Clinical Prediction Guide
Preendoscopic serologic test with duodenal biopsy in high-risk patients had high sensitivity and low specificity for celiac diseasePDF
ACP J Club. 2007 Sep-Oct;147:53. doi:10.7326/ACPJC-2007-147-2-053
Clinical Impact Ratings
Hopper AD, Cross SS, Hurlstone DP, et al. Pre-endoscopy serological testing for coeliac disease: evaluation of a clinical decision tool. BMJ. 2007;334:729. [PubMed ID: 17383983]
Does a clinical decision tool (CDT) based on preendoscopic serologic testing with duodenal biopsy for high-risk patients accurately diagnose celiac disease?
Design: 2 cohort studies, 1 for derivation and 1 for validation.
Setting: Endoscopy department at the Royal Hallamshire Hospital, Sheffield, England, United Kingdom.
Patients: 1464 patients in the retrospective derivation cohort and 2000 patients 16 to 94 years of age (mean age 56 y, 58% women) in the prospective validation cohort who were referred for gastroscopy. Exclusion criteria were previously known celiac disease, coagulopathy (international normalized ratio > 1.3 or platelets < 80 x 109/L), active gastrointestinal bleeding, or suspected cancer.
Description of prediction guide: The CDT combined preendoscopic serologic testing (tissue transglutaminase [TTG] antibody) and assessment of symptoms to identify patients at high or low risk for celiac disease.

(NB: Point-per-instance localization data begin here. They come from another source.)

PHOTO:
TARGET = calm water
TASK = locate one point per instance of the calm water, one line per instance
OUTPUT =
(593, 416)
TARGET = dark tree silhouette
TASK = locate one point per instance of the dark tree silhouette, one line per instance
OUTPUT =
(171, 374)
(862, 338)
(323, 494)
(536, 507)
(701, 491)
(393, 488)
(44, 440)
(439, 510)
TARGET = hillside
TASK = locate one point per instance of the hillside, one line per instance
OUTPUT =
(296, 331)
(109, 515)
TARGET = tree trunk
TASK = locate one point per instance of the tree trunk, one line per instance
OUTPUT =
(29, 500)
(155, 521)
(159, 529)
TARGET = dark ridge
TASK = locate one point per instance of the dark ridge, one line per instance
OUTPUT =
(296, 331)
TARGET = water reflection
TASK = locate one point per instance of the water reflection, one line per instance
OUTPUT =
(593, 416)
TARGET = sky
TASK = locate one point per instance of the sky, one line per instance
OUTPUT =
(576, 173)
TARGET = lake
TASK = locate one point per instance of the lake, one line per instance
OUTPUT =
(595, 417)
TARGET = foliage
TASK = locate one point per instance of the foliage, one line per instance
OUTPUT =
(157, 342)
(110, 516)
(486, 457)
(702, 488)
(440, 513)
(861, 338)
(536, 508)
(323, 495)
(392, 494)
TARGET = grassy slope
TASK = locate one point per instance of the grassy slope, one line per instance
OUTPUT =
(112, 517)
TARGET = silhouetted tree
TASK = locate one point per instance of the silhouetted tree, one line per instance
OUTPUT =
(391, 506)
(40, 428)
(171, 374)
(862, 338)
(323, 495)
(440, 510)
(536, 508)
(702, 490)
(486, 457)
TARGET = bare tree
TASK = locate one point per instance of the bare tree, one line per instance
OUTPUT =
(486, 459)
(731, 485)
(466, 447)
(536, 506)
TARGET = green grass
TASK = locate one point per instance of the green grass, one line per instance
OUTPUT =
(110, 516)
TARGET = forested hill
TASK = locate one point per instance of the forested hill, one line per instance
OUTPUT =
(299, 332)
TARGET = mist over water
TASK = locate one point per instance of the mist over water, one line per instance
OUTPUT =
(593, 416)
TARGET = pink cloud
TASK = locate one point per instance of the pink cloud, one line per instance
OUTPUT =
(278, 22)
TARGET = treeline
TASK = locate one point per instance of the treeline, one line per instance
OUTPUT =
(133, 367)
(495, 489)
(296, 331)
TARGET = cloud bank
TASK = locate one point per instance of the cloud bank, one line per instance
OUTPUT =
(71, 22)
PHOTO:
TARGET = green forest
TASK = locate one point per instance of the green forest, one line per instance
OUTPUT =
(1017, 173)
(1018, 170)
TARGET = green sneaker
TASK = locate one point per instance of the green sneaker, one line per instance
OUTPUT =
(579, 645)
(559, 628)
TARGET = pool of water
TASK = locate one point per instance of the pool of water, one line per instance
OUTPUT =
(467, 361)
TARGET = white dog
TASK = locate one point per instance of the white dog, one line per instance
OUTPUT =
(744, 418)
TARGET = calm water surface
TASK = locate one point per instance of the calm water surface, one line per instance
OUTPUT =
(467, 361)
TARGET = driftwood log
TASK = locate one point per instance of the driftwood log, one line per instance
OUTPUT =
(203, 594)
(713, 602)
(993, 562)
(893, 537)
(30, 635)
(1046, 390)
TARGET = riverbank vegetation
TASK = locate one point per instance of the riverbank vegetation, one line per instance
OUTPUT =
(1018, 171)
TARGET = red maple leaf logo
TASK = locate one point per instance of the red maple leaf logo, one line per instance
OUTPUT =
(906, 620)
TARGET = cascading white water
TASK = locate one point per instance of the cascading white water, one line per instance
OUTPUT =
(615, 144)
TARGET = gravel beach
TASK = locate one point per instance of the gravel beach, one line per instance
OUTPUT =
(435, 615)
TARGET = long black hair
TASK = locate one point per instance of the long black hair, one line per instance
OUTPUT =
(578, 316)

The CDT was modified in the validation cohort to include duodenal biopsy for all high-risk patients. Patients were at high risk if they had indications for weight loss, anemia (hemoglobin level < 120 g/L in women or < 130 g/L in men), or diarrhea (bowel movement frequency > 3 times/d). Patients were at low risk if they had atypical symptoms for celiac disease, including abdominal pain, reflux, dyspepsia, vomiting or nausea, or chest pain.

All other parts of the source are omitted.